The Use, Inspection, and Fall Clearance Distance of Fall Protection Equipment
Self-retracting lifelines (or SRLs) have been in use for quite some time and, have gotten smaller, lighter, and more inexpensive; they also became more commonly used.
ANSI Z359.14-2012 provides guidance on performance, design, testing, markings, instructions, inspections, maintenance, & storage. In 2012, ANSI created two classes of retractable fall protection, which they call A and B.
- Maximum arrest distance not to exceed 24”
- Average arresting force not to exceed 1350 lbs
- Maximum arrest distance not to exceed 54”
- Average arresting force not to exceed 900 lbs
All in all, the difference between the two classes is 2.5 feet of fall distance and 450 lbs of arresting force. What does this mean to you, the user?
The maximum arresting force probably won’t play into your planning very much. When worn with a body harness, both classes meet the OSHA requirement of limiting the arresting force on the human body to 1800 lbs.
However, when planning your fall protection, the maximum distance will figure into your fall distance calculation. Knowing which class your retractable is will allow you to use the proper value (24” or 54”) in your calculation. An extra two-and-a-half feet of fall distance is significant and if not figured in your fall clearance can lead to serious injury.
To make it easy, ANSI suggests that these classes should be listed on all product labels. Don’t let the A and B classifications themselves confound you; they are important but simple. Now you know the difference. And, as a certain real American hero/toy used to say, “Knowing is half the battle.”
Due to their relatively complex nature, self-retracting lifelines require a bit more attention. Unlike lanyards, whose vital components are readily accessible, much of what makes an SRL an effective piece of equipment is hidden from view. Springs, brake pawls, pressure plates, and even the cable or web assembly itself are all contained unseen inside of the housing.

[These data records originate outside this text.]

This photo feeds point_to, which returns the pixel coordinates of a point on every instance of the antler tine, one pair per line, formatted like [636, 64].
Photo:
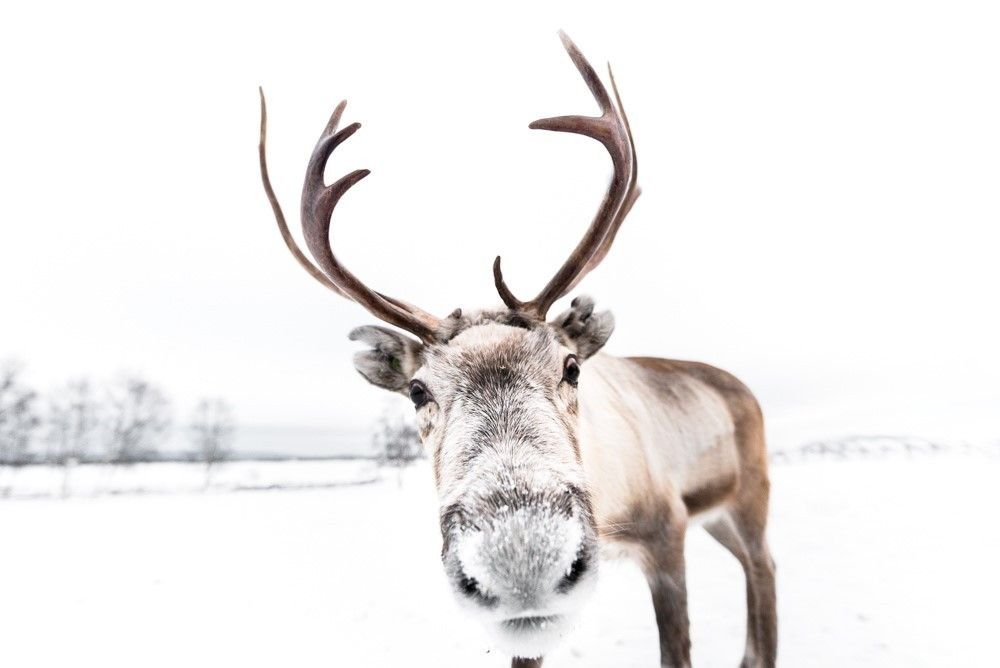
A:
[317, 205]
[279, 215]
[612, 130]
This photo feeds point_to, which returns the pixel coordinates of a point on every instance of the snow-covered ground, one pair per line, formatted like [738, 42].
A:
[172, 477]
[881, 562]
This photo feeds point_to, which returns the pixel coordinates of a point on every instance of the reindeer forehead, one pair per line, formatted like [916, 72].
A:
[495, 354]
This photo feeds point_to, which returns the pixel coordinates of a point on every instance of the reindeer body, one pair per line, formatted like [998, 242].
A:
[668, 443]
[538, 467]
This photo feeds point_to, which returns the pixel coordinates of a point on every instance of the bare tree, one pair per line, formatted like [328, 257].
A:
[396, 441]
[71, 422]
[212, 429]
[18, 417]
[71, 426]
[137, 421]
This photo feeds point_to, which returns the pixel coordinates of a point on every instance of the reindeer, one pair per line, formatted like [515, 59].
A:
[546, 451]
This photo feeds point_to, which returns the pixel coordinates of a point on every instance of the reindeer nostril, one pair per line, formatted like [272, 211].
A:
[469, 586]
[576, 570]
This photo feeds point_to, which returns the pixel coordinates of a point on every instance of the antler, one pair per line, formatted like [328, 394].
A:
[611, 128]
[318, 202]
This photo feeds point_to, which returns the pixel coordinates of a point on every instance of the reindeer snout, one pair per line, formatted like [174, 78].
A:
[520, 560]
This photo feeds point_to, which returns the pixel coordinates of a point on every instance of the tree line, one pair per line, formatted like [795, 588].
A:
[122, 422]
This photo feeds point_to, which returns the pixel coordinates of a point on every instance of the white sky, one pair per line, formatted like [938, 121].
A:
[819, 211]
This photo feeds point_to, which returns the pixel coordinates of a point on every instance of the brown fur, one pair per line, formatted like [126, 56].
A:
[656, 526]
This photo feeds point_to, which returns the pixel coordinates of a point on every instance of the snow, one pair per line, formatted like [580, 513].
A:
[888, 561]
[172, 477]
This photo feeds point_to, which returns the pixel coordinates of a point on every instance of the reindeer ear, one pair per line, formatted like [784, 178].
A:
[391, 362]
[582, 328]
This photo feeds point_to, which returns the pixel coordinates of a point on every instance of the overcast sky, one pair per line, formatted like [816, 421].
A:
[819, 212]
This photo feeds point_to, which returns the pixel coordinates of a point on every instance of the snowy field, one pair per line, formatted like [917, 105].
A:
[886, 561]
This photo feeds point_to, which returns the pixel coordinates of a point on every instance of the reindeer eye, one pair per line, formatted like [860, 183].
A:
[571, 370]
[418, 394]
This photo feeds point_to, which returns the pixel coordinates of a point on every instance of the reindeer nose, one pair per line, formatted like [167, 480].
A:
[522, 559]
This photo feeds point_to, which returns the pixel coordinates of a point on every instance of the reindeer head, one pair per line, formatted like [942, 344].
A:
[495, 396]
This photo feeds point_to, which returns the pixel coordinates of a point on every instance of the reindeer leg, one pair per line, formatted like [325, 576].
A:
[758, 567]
[664, 569]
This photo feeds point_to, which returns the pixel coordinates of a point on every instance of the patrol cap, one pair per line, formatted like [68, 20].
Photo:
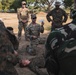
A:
[57, 3]
[23, 2]
[33, 16]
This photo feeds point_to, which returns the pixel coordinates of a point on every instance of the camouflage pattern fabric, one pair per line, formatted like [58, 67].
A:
[7, 57]
[22, 15]
[60, 50]
[37, 63]
[20, 27]
[57, 17]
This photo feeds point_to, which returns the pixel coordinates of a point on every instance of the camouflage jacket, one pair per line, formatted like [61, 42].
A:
[57, 17]
[7, 57]
[22, 14]
[34, 30]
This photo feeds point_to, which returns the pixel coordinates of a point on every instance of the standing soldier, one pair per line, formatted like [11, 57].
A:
[33, 32]
[23, 17]
[57, 16]
[7, 55]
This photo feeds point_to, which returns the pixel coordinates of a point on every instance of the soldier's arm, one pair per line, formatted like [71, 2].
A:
[48, 16]
[18, 14]
[65, 16]
[42, 28]
[50, 63]
[28, 31]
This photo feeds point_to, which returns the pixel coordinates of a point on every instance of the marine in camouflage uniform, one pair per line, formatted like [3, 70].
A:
[33, 32]
[23, 17]
[35, 64]
[61, 49]
[7, 56]
[57, 15]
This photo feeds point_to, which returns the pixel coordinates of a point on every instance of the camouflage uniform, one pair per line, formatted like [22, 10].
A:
[34, 30]
[36, 64]
[61, 50]
[22, 15]
[57, 16]
[7, 57]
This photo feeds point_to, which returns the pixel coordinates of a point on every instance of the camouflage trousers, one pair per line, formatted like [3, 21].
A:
[20, 27]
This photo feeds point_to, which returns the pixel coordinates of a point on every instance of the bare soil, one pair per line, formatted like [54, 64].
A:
[10, 19]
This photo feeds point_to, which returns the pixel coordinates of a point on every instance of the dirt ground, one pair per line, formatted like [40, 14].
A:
[10, 19]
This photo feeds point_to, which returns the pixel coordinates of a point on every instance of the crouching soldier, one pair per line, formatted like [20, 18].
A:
[33, 33]
[8, 58]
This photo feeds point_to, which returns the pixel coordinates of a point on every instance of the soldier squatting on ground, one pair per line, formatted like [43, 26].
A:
[61, 49]
[57, 15]
[23, 17]
[33, 33]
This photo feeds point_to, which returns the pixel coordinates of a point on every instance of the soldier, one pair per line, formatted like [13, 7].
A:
[61, 50]
[23, 17]
[34, 64]
[33, 32]
[7, 55]
[57, 16]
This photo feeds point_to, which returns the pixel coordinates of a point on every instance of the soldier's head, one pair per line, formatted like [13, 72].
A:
[23, 4]
[57, 5]
[73, 15]
[33, 17]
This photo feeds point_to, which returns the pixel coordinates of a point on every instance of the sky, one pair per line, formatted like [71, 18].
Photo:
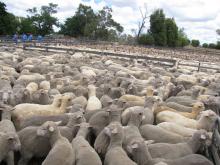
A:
[199, 18]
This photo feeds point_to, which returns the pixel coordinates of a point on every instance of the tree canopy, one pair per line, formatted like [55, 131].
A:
[87, 23]
[42, 20]
[8, 22]
[158, 27]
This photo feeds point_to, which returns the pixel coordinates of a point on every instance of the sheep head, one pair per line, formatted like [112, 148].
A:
[198, 107]
[114, 130]
[12, 140]
[48, 128]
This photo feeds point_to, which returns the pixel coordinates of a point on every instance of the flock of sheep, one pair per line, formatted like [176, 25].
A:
[82, 109]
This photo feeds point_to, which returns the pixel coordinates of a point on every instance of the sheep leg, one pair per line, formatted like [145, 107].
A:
[10, 158]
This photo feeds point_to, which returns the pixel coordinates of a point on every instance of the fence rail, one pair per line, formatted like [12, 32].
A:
[163, 61]
[215, 147]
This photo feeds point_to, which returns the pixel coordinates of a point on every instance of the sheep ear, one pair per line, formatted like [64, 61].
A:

When you inspect the cable, looking for kinks, twists, birdcages or the like, don’t forget to also inspect the swage termination! On a cable SRL you will see a black, rubber handle at the end of the cable next to the snap hook. Underneath this handle is the swage termination. To inspect this part of the cable, extract a small amount of lifeline from the SRL then slide the rubber handle away from the snap hook. Check all contact points of the cable as it passes through the swage for loose/broken strands or harsh bends.
Required SRL safety inspections include an inspection by the user prior to each use as well as inspections performed every 6 months by a competent person who is not the user.